Potent anti-cancer fungus chemical synthesised

In collaboration with the Press Association

Scientists have said that they have developed a way to manufacture in the laboratory a naturally-occurring chemical previously found only in fungus.

The substance, known as rasfonin, was first discovered by Japanese researchers in 2000, and appears to be able to trick cancer cells into committing suicide, while leaving healthy cells unharmed.

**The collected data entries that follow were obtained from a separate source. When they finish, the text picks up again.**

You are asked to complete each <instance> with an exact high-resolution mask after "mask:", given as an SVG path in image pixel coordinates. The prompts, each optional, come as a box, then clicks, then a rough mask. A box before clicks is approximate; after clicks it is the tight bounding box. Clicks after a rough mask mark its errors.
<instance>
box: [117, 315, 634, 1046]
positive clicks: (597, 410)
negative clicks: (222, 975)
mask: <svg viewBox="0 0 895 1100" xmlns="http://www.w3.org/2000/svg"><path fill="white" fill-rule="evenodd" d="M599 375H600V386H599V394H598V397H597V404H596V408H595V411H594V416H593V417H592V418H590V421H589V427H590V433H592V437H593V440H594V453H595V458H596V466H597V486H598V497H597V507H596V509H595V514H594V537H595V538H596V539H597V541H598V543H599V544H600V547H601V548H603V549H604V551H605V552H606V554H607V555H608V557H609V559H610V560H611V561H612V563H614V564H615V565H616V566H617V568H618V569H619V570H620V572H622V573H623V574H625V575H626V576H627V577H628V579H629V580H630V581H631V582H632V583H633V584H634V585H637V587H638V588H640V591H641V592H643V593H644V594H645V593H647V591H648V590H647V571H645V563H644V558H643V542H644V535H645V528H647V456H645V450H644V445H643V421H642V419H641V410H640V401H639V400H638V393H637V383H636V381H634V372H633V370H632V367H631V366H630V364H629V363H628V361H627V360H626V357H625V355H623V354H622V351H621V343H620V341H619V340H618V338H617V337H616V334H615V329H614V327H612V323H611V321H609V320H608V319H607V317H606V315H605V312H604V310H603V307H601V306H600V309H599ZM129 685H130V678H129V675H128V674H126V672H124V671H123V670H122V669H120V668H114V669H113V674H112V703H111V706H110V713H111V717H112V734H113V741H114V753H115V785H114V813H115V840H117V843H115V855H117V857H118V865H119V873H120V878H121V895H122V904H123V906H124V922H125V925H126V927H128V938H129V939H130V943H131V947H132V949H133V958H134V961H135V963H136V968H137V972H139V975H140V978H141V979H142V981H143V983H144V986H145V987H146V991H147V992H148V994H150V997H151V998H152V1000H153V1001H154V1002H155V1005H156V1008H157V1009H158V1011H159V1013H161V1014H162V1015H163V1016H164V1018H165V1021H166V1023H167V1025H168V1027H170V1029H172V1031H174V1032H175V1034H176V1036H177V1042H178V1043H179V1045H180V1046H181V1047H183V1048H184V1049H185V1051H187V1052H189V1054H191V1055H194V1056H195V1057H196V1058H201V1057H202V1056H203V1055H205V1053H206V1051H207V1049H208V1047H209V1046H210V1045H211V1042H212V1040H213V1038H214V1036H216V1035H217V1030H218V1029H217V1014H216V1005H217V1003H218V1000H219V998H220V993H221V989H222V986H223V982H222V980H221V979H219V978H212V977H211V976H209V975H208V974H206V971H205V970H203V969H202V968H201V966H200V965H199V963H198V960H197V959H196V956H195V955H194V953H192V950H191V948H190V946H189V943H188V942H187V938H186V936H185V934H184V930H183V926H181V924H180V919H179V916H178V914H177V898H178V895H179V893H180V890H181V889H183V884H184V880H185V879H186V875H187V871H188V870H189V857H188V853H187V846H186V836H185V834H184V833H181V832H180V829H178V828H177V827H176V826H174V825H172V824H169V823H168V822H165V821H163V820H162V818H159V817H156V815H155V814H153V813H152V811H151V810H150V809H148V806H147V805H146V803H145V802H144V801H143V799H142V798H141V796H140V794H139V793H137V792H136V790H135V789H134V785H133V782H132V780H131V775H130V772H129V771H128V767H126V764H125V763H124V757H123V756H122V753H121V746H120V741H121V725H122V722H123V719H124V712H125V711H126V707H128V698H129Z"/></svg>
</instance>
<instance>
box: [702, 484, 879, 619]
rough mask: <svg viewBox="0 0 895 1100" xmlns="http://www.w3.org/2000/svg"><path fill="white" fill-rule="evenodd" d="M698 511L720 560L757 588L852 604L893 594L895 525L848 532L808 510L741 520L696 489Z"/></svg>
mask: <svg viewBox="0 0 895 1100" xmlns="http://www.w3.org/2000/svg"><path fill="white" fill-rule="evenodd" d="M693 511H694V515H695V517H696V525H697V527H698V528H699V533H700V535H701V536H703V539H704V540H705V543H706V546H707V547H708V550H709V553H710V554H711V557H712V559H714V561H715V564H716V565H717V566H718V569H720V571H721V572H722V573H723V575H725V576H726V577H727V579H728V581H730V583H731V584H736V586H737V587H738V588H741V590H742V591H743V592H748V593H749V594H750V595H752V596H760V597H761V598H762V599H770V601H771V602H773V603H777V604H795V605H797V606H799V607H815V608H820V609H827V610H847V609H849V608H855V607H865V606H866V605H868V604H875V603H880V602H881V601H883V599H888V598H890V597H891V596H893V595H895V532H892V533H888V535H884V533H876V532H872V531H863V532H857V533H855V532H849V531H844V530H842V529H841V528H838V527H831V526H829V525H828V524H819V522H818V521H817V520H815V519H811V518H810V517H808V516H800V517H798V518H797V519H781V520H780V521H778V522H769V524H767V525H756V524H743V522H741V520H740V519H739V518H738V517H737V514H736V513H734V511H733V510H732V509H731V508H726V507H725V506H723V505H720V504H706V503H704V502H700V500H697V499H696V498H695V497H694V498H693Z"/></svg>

But gathering enough rasfonin from the natural environment to study its activity properly has been extremely difficult, said lead researcher Professor Robert Boeckman.

"You either grow the fungus that makes it, or you go through a complicated chemical synthesis process that still yields only a minute amount.

"Now, after five years of effort, we've worked out a process that lets researchers finally produce enough rasfonin to really start investigating how it functions, and how we might harness it to fight cancer."

The technique developed by Professor Boeckman and his colleagues produces 67 times more rasfonin than previous methods.

"At a guess, I'd say that rasfonin itself will not be the final compound that might come to market," said Professor Boeckman.

"But we need to figure out how it works, how it triggers the cancer cell to shut itself down.

"The key is to find exactly what buttons rasfonin is pushing, and then figure out if there's a way we can safely and more simply push those same buttons. But we couldn't do that until we have enough to test."

The research was conducted at the University of Rochester in the US and published in the Journal of the American Chemical Society.